Manufacturing is going to find a new normal. And as manufacturers regain traction on their digital journeys, data creation, collection and manipulation levels will continue to intensify. After all, how well manufacturers manage data will play a pivotal role in determining the success of their digital pursuits.
Of course, there are infrastructure impacts to prioritizing so much data. Manufacturers now realize the importance of real time capabilities, which understandably increases the interest in 5G. As manufacturers continue to leverage data it has the potential to change the shape of the network infrastructure dramatically. After all, central cloud models were not designed to handle the rising tide of data, explains Veea Senior Vice President Kurt Michel.
“The pendulum shifts between smarter centralized processing to distributed processing, and each time the shift occurs, an imbalance is created between the data transport and compute capabilities in the center of the network and the edge,” says Michel. “The pendulum is currently swinging from the cloud-based data center model to one placing more demands of processing data closer to its creation point – in this round driven by 5G.”
Recognizing the challenges
Storage. Although storage has become relatively cheap, if the price of storage falls by 50%, and data creation doubles, a problem still exists. “Data is only as useful as the knowledge we can extract from it. Rather than shipping all of that data somewhere for storage and future processing, manufacturers need to process the data as close to real time as possible and compress it into meaningful knowledge it can store more efficiently,” says Michel.
Bandwidth. Yes, the deployment of 5G represents an opportunity to expand the bandwidth dramatically but moving mountains of collected data back to a central cloud has a cost. “By processing the data as close as possible to the sources, and only passing relevant events to the central clouds, manufacturers can realize tremendous savings not only in the cost of the bandwidth itself, but also in the need to continually build up infrastructure capacity to handle it,” says Michel.
Responsiveness. Some decision-making is real-time and must be completed in milliseconds. Robotic equipment controls, autonomous vehicles, access controls, human interaction systems and AR/VR systems often require localized processing to deliver the required level of responsiveness. Centralized clouds located miles away can suffer from network congestion, server capacity or scaling issues. By localizing data processing and critical decision-making at the closest feasible point to the data sources, this challenge can be met.
On the Edge
Adding compute capabilities as close as possible to where devices are generating the data, and where control and decision-making is required makes good sense. “Once we have more edge processing in place, new applications previously considered unrealistic will emerge. However, this will only happen if the industry considers the edge processing capacity as an addition to the core capacity – not a replacement,” says Michel. “That means our software architects will have to consider the combined processing capacity of the core and the edge as a whole and partition their systems to take advantage of the unique and complementary benefits of each.”

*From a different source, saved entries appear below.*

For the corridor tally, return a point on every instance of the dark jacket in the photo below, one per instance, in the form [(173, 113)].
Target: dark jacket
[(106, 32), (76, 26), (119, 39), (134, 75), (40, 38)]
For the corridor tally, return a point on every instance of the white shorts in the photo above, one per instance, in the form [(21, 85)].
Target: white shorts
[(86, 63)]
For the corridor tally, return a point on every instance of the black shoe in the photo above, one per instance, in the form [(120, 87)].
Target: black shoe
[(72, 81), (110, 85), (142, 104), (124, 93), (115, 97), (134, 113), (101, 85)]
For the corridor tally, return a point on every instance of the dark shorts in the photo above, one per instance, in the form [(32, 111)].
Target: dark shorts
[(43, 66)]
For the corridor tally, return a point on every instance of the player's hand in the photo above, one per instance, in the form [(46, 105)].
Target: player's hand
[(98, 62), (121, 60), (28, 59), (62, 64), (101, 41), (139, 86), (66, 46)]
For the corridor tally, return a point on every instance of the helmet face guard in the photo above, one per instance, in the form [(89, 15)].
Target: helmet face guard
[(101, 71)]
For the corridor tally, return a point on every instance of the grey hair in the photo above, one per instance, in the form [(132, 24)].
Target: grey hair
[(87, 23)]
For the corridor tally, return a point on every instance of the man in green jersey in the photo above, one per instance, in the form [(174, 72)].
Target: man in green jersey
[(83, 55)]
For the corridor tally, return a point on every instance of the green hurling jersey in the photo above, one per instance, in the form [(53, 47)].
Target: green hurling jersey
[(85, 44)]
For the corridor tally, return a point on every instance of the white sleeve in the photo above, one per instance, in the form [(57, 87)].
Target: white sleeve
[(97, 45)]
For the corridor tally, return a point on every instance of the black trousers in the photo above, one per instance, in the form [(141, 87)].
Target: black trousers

By designing solutions for easy, modular portability between edge and cloud resources, manufactures make it possible to find an optimal mix which can dynamically shift based on both short and long-term demands. Microservices in container-based systems will be an important part of a successful edge computing strategy.
Understandably, the industry cannot simply start creating smaller regional or local data centers and think that will address the challenges. “Racks of servers in a hyperscale datacenter makes sense, but as we move processing closer to the data consumer, greater integration is necessary so that operators and their support teams are not overwhelmed by the number of different elements and physically distributed failure points that are being created,” says Michel.
By virtue of its higher frequency and shorter reach, 5G demands more physical access points than 4G. With this in mind, manufacturers will need to add “processing capabilities to the locations where the access infrastructure exists whether that’s from the device edge where devices like smartphones connect, or the aggregation infrastructure edge,” he says. “Different types and amounts of processing will be needed at each stage.”
Not only will successful edge elements need to complement the central cloud elements, they will also need to complement other edge processing elements, essentially creating what Michel refers to as a “processing mesh” that can shift workload both vertically with the central cloud and horizontally with other edge processing elements.
“Of course, security in these new systems is crucial. In hyperscale datacenters, the ability to maintain a strong degree of physical security is possible. That kind of physical protection will often not be feasible at the edge of the network, especially the device edge,” he says. “Therefore, strong data security measures will be required, not only for data at rest, but data in flight. We cannot afford to leave that as an afterthought.”